Plain English Summary

Summary written for general audiences

This 1972 review examined the environmental health implications of microwave radiation exposure, analyzing how electromagnetic fields in the microwave spectrum interact with biological systems. The research explored the dielectric properties of tissues and various biological effects from microwave exposure. This early environmental health assessment helped establish foundational understanding of microwave radiation's potential impacts on living organisms.

Why This Matters

This 1972 review represents a pivotal moment in EMF research when scientists first began systematically examining microwave radiation as an environmental health concern.
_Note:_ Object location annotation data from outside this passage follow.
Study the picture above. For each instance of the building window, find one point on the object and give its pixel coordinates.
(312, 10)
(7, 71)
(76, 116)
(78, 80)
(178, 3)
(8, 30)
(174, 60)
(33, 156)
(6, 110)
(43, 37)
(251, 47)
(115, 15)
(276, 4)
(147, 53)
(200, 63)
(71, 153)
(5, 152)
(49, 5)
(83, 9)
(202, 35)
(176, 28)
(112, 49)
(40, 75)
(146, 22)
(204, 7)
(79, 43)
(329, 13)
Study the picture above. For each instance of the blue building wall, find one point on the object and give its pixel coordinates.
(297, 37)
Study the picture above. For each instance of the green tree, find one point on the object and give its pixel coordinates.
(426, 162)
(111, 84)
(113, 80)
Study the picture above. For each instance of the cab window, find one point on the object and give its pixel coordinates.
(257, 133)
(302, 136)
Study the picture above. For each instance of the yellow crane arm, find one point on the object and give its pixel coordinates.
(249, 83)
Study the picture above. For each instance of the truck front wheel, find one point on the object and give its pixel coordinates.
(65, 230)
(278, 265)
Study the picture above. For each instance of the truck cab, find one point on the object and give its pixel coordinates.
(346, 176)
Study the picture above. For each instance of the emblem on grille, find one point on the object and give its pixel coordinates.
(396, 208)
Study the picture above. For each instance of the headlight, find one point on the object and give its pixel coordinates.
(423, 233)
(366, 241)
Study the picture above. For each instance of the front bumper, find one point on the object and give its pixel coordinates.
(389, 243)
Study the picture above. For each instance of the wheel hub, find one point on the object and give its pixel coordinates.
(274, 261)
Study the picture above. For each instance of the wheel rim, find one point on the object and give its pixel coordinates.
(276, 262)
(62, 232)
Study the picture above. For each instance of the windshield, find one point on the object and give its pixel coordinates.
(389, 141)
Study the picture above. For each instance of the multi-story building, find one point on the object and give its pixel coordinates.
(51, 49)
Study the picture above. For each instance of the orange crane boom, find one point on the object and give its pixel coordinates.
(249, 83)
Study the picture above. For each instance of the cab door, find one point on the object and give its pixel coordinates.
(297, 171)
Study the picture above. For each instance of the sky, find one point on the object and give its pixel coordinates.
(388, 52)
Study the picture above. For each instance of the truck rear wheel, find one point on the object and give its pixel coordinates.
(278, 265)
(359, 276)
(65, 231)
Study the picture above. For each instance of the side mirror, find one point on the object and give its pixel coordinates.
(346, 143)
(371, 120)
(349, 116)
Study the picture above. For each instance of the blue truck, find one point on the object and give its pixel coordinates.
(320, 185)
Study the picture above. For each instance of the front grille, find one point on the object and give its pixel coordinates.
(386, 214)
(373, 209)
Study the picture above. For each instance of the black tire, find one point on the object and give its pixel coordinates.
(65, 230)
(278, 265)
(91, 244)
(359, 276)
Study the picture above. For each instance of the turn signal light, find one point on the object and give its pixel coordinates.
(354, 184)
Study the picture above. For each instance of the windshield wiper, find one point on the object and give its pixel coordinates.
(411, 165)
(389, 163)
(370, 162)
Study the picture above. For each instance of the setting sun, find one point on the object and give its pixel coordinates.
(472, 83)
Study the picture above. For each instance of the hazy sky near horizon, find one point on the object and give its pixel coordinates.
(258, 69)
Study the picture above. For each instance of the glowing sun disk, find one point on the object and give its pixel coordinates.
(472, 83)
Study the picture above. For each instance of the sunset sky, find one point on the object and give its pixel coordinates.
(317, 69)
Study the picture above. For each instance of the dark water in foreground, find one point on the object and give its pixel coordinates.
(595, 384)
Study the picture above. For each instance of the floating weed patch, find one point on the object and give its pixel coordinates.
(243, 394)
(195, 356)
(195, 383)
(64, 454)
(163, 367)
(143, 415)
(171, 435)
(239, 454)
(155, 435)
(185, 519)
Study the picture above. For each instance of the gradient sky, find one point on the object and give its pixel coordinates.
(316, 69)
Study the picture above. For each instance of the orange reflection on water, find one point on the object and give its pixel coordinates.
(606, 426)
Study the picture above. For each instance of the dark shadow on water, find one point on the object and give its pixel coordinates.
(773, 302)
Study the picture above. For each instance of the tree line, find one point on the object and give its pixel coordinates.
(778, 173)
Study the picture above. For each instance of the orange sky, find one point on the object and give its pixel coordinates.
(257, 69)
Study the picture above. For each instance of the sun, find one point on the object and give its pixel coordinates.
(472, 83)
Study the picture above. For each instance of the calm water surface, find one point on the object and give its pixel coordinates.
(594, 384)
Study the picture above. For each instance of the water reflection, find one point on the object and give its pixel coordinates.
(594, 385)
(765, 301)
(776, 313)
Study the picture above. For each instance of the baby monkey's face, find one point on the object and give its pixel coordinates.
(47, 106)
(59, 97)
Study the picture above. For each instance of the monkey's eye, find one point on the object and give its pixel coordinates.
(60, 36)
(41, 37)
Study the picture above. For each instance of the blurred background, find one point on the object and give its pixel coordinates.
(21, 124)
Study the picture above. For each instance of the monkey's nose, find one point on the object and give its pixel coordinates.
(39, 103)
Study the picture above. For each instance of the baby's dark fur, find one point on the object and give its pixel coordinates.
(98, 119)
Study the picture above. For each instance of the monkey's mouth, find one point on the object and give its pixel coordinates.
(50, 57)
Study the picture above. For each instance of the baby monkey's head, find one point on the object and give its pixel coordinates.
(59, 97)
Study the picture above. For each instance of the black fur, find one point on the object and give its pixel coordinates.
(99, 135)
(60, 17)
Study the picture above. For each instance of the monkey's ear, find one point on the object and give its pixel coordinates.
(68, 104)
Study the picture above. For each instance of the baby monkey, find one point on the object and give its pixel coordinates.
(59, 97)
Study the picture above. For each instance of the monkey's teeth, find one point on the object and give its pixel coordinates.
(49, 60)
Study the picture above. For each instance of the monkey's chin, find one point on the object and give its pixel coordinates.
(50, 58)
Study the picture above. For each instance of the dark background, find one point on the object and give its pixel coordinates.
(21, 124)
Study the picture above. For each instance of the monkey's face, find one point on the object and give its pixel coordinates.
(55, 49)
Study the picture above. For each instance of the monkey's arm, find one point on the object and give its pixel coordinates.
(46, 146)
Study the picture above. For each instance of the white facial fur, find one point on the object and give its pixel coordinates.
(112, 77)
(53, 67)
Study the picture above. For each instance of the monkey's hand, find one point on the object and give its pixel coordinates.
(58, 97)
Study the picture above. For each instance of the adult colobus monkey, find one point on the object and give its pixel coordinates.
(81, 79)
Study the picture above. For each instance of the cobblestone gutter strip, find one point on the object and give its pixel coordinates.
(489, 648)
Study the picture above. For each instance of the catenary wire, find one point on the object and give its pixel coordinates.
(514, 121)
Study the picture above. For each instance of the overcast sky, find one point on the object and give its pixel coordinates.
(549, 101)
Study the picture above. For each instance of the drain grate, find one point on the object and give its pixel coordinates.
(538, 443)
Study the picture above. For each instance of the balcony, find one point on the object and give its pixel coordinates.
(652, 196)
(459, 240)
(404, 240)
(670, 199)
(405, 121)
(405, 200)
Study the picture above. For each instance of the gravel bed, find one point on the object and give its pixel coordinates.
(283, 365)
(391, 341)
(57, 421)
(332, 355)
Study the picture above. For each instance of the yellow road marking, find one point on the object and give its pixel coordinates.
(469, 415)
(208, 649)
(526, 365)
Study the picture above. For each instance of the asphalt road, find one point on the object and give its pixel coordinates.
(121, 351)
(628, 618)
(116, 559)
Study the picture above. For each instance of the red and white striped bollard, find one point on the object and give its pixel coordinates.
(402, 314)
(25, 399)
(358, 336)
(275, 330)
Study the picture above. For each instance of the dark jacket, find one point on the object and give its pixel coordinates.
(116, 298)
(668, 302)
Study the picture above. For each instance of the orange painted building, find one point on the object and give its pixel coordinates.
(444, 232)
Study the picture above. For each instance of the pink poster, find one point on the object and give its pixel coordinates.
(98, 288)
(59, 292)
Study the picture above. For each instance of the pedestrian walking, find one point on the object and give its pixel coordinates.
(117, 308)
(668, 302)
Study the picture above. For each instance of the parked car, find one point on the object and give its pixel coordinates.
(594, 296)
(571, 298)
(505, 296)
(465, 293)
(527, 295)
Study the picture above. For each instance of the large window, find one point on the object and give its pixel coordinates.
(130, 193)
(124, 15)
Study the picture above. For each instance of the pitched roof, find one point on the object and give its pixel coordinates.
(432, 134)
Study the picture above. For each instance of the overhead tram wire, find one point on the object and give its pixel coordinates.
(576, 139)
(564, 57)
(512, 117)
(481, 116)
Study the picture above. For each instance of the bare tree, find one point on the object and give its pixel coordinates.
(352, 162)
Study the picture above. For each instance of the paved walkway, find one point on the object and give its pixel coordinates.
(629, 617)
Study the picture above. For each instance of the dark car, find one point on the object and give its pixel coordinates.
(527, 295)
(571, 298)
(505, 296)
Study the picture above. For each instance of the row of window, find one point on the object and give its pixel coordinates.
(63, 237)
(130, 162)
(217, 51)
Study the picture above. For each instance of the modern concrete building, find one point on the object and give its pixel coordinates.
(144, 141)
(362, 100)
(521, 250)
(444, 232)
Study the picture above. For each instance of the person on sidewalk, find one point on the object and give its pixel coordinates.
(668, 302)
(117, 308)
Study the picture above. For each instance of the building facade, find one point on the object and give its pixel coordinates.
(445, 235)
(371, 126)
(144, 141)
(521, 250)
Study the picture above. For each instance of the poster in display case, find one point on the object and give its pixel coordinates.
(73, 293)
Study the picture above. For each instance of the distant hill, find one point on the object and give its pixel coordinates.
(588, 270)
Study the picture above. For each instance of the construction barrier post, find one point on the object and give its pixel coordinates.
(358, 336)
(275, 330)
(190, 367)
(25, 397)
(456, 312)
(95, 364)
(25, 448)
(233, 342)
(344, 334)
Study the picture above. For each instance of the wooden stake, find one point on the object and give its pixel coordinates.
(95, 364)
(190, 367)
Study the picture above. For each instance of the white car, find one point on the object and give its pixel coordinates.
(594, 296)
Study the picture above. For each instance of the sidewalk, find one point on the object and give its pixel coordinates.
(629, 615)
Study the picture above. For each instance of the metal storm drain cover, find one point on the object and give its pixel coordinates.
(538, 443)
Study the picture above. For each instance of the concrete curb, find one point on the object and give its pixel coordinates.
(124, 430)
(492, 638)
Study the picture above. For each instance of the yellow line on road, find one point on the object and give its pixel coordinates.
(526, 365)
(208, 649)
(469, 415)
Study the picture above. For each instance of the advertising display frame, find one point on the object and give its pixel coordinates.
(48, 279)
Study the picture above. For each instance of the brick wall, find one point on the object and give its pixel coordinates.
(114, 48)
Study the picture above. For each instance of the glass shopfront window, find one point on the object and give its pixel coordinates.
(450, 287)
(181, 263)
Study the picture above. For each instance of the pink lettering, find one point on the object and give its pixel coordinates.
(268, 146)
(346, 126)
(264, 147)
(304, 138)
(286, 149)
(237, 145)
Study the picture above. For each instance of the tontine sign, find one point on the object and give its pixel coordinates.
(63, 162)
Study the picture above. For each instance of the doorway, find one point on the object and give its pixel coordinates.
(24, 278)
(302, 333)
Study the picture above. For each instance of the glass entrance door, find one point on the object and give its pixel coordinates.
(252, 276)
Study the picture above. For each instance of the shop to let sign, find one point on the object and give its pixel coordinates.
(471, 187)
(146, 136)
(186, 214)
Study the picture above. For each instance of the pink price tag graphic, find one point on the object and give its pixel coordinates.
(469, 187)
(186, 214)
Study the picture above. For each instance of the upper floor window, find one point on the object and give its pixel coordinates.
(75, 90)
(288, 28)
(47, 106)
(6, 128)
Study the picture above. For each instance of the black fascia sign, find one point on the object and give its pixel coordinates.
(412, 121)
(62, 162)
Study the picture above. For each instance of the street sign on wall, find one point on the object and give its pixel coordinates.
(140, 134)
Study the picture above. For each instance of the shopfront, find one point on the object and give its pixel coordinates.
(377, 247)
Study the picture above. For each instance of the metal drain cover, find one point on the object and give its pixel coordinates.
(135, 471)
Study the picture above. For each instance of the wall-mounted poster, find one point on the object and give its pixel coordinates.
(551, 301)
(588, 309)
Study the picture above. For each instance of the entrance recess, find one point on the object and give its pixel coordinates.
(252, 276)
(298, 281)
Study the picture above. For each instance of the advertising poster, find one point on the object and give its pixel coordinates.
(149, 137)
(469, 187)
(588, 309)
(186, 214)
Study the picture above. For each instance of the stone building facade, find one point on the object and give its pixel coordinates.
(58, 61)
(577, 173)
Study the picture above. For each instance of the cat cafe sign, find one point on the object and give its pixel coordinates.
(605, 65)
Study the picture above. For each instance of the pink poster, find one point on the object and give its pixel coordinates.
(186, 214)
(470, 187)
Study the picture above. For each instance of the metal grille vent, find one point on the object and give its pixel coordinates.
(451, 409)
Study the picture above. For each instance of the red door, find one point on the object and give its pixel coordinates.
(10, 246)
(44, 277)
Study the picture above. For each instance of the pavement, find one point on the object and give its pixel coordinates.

Coming at the dawn of the microwave age, this work helped establish the scientific framework we still use today to understand how microwave frequencies interact with biological tissues through their dielectric properties.

What makes this research particularly relevant is its environmental perspective. Rather than focusing solely on occupational exposures, this review recognized that microwave radiation would become a widespread environmental factor affecting entire populations. The science demonstrates that the concerns raised in 1972 have proven prescient as we now live surrounded by microwave-emitting devices from WiFi routers to cell phones, all operating in frequency ranges that this early research identified as biologically active.

Exposure Information

Specific exposure levels were not quantified in this study.

Cite This Study
Donald I. McRee, Ph. D. (1972). Environmental Aspects of Microwave Radiation.
Show BibTeX
@article{environmental_aspects_of_microwave_radiation_g3693,
  author = {Donald I. McRee and Ph. D.},
  title = {Environmental Aspects of Microwave Radiation},
  year = {1972},
  
  
}

Quick Questions About This Study

This review examined how microwave radiation in the environment could affect biological systems, focusing on dielectric properties of tissues and various biological effects. It represented early recognition that microwave exposure would become a widespread environmental health issue.
Dielectric properties determine how biological tissues absorb and interact with microwave energy. Understanding these properties was crucial for predicting how microwave radiation would affect different organs and tissues in the human body.
This early environmental health review recognized that microwave radiation would become a widespread exposure affecting entire populations, not just occupational workers. This foresight proved accurate as microwave devices now surround us daily.
Unlike previous occupational studies, this review took an environmental perspective, examining microwave radiation as a broad public health concern that would affect general populations through everyday exposure sources.
Early researchers were beginning to understand how microwave radiation interacted with biological systems through dielectric heating and other mechanisms, though the full scope of non-thermal effects wasn't yet recognized.